UGH having issues, press shirt with thermoflex and when I try to take off the carrier sheet (plastic) the vinyl is hard to get off the plastic and then lifting up from the shirt. I tried adjusting the temp and pressure , Not sure what Im doing wrong wierd thing is it was fine for like 2 dozen shirts walked away from he press to go eat lnch and then the issues started happening.


----------



## splathead (Dec 4, 2005)

Do you have a way of checking the temperature on your platen? A probe or infrared thermometer?
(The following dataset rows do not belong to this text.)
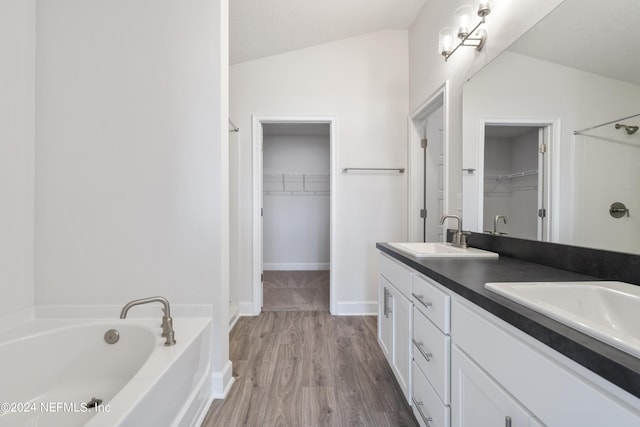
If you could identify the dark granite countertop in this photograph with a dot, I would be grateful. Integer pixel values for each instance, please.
(466, 277)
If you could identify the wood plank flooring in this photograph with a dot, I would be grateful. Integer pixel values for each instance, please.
(296, 290)
(309, 368)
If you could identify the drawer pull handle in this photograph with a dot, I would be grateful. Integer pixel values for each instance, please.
(420, 298)
(419, 345)
(418, 405)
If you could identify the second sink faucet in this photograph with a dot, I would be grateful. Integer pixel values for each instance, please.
(459, 237)
(167, 322)
(495, 223)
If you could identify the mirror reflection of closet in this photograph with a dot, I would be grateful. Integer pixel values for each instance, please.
(513, 186)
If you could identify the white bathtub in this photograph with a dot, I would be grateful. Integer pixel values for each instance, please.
(51, 369)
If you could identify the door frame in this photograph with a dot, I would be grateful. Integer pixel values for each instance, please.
(439, 98)
(257, 171)
(551, 129)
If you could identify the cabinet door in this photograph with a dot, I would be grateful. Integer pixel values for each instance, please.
(385, 318)
(478, 401)
(402, 340)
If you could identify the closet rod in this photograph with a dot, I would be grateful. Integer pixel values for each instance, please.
(578, 132)
(400, 170)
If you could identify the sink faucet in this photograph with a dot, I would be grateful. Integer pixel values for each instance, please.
(495, 223)
(459, 237)
(167, 321)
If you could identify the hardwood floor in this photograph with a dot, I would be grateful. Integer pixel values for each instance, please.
(309, 369)
(296, 290)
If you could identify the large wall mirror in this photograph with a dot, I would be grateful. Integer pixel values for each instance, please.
(571, 87)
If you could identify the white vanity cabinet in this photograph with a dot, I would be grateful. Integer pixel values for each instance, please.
(499, 372)
(461, 366)
(480, 401)
(394, 318)
(431, 353)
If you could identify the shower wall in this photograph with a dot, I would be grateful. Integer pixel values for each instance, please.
(608, 170)
(17, 146)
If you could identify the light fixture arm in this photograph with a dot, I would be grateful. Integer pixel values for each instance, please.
(477, 42)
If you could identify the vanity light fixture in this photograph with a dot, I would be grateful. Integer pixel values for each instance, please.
(467, 36)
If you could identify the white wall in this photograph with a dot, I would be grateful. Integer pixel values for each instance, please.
(296, 213)
(428, 70)
(579, 99)
(131, 159)
(17, 116)
(516, 198)
(363, 81)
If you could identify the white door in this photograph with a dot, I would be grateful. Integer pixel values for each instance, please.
(428, 167)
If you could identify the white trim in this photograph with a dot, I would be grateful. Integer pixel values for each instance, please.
(357, 308)
(245, 308)
(113, 311)
(197, 405)
(284, 266)
(222, 381)
(14, 319)
(257, 121)
(552, 173)
(439, 98)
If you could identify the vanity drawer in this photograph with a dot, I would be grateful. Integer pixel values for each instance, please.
(431, 352)
(426, 406)
(434, 303)
(396, 273)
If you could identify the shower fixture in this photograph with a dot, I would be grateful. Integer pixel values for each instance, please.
(630, 129)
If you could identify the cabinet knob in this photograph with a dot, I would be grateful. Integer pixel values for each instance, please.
(420, 298)
(418, 406)
(419, 346)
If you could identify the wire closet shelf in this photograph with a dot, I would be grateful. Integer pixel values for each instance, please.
(296, 184)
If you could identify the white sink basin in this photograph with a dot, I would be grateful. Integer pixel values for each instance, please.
(608, 311)
(441, 250)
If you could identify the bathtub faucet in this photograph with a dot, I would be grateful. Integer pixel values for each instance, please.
(167, 321)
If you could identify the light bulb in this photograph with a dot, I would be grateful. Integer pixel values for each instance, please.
(447, 40)
(464, 16)
(482, 7)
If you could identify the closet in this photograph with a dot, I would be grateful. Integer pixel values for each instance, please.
(511, 180)
(296, 226)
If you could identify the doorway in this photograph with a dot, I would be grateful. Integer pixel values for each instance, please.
(294, 208)
(515, 180)
(428, 168)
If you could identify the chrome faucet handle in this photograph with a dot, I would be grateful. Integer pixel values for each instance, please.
(463, 239)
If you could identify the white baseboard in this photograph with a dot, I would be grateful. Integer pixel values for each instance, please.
(222, 381)
(246, 309)
(14, 319)
(293, 266)
(108, 311)
(357, 308)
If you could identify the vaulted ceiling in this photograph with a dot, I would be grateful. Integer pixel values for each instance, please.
(259, 28)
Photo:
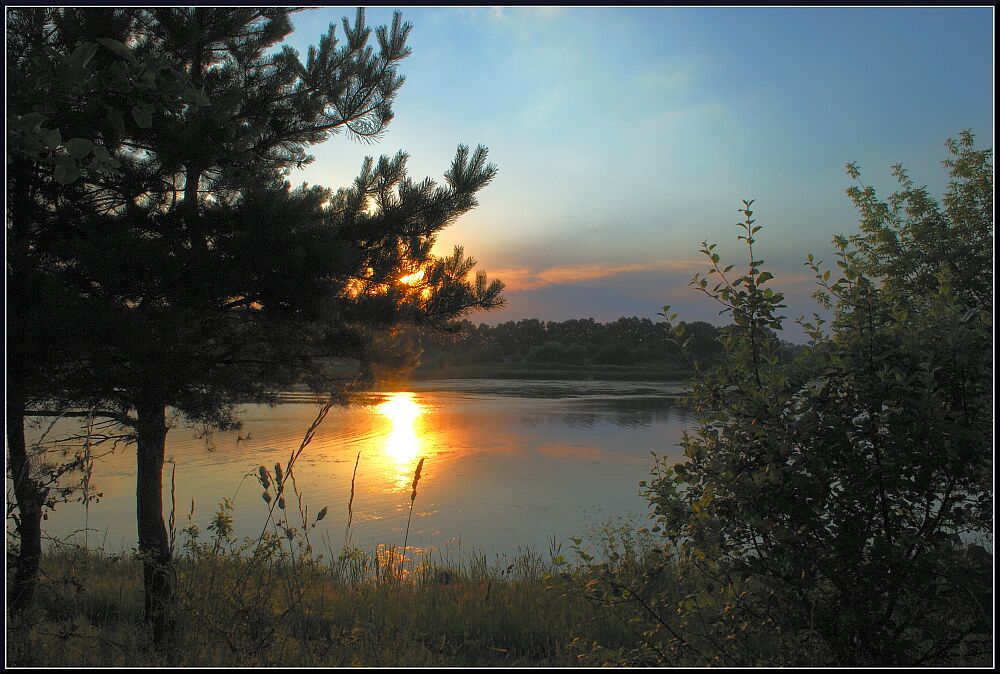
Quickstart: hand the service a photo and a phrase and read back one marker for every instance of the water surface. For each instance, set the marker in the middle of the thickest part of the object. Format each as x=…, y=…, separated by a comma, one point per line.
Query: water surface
x=508, y=465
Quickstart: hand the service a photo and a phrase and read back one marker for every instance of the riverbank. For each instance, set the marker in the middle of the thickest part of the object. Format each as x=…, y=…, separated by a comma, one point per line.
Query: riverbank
x=555, y=372
x=296, y=610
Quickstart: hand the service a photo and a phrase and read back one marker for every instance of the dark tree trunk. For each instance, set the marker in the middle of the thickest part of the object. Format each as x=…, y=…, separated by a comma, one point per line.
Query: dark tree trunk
x=154, y=547
x=30, y=498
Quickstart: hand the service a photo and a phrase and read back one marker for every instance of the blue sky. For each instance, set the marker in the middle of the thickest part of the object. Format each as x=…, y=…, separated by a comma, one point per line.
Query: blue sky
x=626, y=136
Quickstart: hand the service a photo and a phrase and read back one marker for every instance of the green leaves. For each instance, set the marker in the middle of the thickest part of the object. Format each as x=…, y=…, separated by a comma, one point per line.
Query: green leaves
x=142, y=113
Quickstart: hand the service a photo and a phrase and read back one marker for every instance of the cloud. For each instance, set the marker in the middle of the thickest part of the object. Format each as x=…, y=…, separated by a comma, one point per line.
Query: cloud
x=525, y=278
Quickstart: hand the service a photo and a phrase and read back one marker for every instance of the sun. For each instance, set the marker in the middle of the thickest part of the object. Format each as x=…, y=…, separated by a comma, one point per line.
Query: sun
x=413, y=279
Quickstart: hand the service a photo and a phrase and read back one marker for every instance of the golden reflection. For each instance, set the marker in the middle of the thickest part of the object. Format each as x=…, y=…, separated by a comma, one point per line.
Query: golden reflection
x=403, y=443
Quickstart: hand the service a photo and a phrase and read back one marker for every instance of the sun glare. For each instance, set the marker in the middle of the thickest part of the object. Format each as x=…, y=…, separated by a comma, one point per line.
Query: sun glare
x=403, y=443
x=414, y=278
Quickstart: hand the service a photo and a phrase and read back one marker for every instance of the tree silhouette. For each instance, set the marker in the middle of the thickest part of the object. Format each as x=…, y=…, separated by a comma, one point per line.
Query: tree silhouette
x=199, y=278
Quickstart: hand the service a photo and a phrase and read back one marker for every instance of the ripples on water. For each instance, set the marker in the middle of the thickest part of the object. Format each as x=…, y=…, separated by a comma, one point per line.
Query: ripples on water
x=509, y=464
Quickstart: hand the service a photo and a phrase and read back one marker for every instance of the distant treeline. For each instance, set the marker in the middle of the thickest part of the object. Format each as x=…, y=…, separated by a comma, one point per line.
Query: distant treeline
x=578, y=342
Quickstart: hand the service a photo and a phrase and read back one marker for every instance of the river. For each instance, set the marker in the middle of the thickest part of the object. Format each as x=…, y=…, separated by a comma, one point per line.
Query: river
x=508, y=465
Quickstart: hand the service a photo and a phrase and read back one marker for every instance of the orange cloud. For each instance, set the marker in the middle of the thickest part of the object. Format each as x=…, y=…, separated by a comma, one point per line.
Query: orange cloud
x=524, y=278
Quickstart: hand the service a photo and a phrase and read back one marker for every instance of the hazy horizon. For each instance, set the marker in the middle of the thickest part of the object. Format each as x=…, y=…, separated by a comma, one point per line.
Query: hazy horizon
x=626, y=136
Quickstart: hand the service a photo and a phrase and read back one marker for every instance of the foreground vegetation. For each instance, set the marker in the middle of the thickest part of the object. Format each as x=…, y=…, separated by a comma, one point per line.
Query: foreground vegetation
x=284, y=606
x=287, y=607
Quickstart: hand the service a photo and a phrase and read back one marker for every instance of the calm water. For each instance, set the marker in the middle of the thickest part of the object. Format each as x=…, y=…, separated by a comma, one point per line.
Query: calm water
x=508, y=464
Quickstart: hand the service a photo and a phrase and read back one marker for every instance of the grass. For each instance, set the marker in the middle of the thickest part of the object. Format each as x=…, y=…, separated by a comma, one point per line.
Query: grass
x=353, y=610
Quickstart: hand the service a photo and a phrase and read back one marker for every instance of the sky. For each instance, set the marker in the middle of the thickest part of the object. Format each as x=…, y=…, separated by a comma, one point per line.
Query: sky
x=624, y=137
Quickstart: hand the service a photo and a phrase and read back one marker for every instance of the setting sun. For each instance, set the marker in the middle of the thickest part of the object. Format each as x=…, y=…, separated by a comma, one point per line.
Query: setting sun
x=414, y=278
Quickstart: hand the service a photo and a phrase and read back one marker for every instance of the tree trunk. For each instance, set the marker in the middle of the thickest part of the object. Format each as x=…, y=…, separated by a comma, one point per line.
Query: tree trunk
x=29, y=499
x=154, y=548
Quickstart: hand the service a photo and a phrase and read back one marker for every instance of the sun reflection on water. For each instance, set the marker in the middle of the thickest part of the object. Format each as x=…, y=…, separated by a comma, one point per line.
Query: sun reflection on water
x=403, y=443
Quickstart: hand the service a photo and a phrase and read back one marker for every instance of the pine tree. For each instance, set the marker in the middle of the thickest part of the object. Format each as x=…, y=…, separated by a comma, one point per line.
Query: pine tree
x=199, y=277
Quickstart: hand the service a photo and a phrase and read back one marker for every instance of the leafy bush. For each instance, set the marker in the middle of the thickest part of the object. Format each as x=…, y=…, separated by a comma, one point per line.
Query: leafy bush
x=836, y=508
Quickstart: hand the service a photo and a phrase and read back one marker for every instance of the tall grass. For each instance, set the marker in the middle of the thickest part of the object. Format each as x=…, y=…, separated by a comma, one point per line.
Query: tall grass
x=271, y=599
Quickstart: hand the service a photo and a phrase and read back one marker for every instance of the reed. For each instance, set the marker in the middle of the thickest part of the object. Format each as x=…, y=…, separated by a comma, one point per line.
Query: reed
x=413, y=497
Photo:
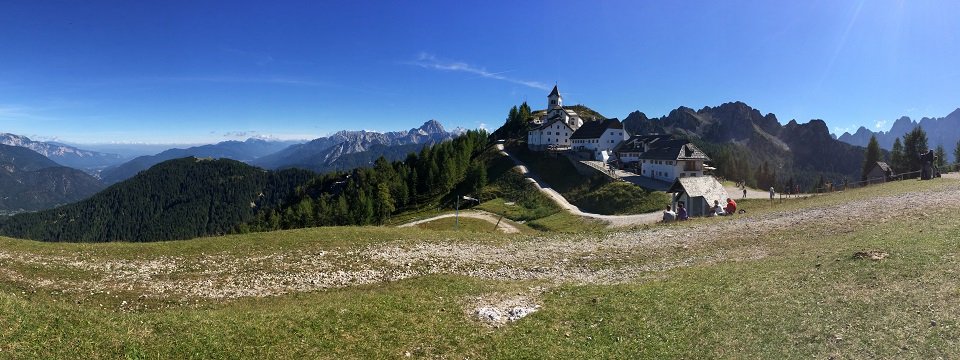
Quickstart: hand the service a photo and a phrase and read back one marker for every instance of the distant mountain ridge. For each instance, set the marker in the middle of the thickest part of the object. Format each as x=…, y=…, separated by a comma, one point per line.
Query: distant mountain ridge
x=746, y=144
x=29, y=181
x=245, y=151
x=940, y=131
x=63, y=154
x=332, y=152
x=177, y=199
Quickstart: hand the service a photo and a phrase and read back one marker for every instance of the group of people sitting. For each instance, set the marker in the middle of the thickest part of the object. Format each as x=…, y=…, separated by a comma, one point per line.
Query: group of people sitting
x=681, y=213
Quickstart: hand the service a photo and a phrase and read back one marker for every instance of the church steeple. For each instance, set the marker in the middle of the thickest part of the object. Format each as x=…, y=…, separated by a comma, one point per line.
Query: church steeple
x=554, y=100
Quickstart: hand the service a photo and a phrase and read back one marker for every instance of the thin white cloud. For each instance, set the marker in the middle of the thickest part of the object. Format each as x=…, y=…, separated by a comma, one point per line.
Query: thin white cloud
x=429, y=61
x=274, y=80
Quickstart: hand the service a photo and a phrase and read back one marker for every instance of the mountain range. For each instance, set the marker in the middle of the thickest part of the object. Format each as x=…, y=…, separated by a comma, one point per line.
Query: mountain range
x=940, y=131
x=177, y=199
x=64, y=154
x=350, y=149
x=748, y=145
x=30, y=181
x=245, y=151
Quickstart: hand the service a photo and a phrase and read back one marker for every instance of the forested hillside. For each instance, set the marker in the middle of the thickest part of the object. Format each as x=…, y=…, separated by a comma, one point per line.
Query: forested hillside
x=371, y=195
x=177, y=199
x=29, y=181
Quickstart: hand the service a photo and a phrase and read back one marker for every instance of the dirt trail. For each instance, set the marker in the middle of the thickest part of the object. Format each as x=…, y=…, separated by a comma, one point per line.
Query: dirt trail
x=614, y=221
x=475, y=214
x=608, y=258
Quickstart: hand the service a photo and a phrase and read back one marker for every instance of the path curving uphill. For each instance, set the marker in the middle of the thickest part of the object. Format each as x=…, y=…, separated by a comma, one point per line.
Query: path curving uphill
x=473, y=214
x=614, y=221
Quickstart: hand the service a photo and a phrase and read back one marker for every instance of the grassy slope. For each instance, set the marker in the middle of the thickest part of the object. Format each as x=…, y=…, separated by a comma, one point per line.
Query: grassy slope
x=807, y=297
x=595, y=194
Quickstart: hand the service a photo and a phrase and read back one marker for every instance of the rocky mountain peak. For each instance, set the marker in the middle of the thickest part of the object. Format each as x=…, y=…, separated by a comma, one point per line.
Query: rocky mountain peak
x=432, y=127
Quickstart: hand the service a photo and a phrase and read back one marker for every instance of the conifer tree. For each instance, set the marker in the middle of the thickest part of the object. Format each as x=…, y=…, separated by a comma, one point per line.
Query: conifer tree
x=914, y=143
x=941, y=158
x=871, y=157
x=956, y=152
x=897, y=158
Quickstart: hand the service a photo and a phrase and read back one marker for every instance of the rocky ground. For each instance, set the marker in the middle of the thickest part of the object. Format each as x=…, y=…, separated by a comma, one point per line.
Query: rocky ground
x=604, y=258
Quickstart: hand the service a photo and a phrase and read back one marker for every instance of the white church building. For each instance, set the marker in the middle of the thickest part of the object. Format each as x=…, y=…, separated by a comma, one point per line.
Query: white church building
x=554, y=129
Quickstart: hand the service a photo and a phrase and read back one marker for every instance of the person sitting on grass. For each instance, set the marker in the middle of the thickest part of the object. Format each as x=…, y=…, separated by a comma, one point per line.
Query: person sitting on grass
x=731, y=207
x=669, y=215
x=716, y=210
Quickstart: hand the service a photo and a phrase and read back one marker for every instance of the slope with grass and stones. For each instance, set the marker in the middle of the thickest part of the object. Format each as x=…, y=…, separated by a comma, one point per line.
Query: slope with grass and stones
x=784, y=279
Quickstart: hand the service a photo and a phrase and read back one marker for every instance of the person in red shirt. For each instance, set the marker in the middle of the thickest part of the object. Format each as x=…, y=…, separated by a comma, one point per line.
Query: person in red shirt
x=731, y=207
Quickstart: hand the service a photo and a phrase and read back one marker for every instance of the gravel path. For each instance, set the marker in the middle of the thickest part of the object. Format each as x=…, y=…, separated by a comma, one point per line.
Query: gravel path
x=606, y=258
x=475, y=214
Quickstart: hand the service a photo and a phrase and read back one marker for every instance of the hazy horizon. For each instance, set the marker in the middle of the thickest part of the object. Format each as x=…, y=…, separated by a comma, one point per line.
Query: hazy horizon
x=203, y=73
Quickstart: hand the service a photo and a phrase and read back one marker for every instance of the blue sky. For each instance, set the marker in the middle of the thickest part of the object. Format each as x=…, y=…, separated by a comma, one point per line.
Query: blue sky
x=199, y=71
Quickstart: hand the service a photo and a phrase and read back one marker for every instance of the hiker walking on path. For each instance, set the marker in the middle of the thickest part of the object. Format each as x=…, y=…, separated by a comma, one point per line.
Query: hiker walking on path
x=669, y=215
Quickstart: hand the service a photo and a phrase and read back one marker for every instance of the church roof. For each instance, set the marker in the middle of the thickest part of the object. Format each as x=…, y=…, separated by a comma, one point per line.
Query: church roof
x=635, y=142
x=550, y=122
x=674, y=150
x=594, y=129
x=554, y=92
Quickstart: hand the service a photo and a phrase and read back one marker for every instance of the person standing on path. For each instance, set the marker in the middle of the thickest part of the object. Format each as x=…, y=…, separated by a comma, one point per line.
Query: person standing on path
x=669, y=215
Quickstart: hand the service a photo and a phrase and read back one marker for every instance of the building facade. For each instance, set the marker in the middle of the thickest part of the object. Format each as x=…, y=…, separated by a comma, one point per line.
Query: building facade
x=599, y=138
x=554, y=128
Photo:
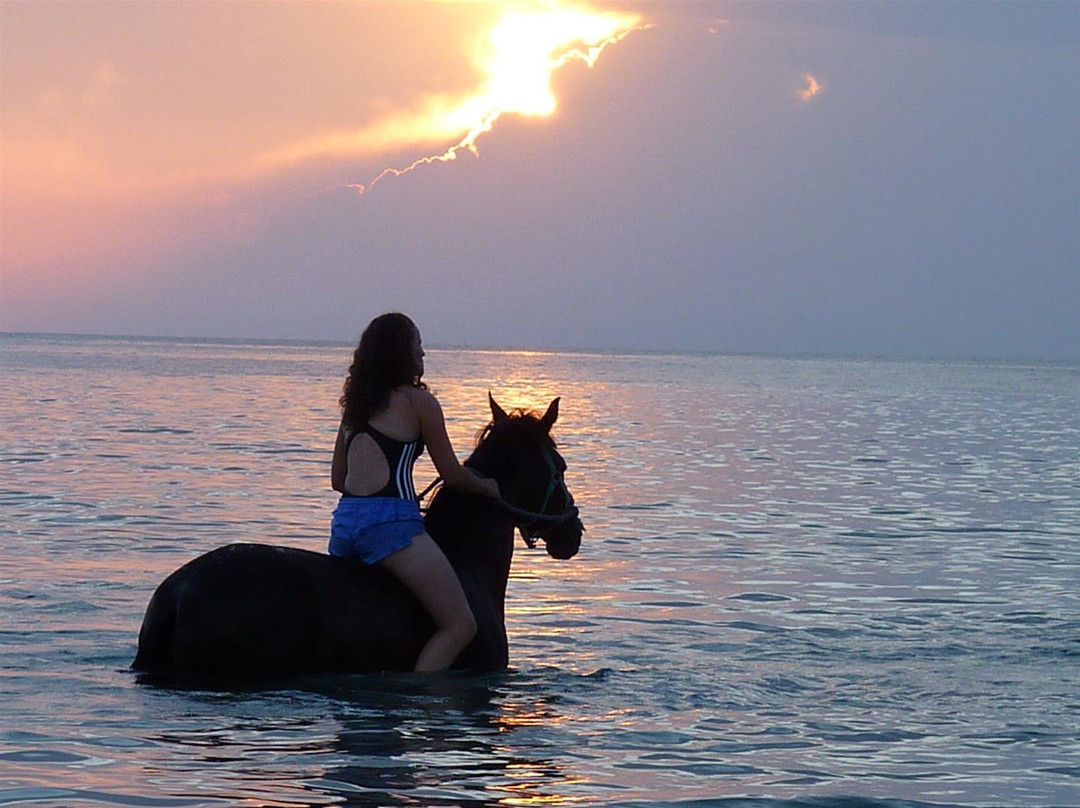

Sounds like you might be losing heat.


----------



## CCD (Sep 6, 2016)

splathead said:


> Do you have a way of checking the temperature on your platen? A probe or infrared thermometer?
> 
> Sounds like you might be losing heat.


Yeah I have a Duratrax DTXP3100 Infrared Temperature Gauge for my RC cars, I checked it and said 305, had it set for 330, I think thermoflex is suppose to be 330°, I cranked it up to 345° and was around 325-330 then seemed to be OK . Whats the best HTV out there? I was using Siser Easy weed but started to crack after a few washes, Decided to try Thermoflex. I like Siser stretch seems to stick good and release . Any thoughts out there on whats the best, I refuse to use Chemica, bought a few rolls and had nothing but weeding issues with that stuff ..


----------



## splathead (Dec 4, 2005)

Best is a relative term. Depends on what you're after. Thermoflex is too shiny for me. I like Imprintables Eco film or spectraCut II is also nice.


----------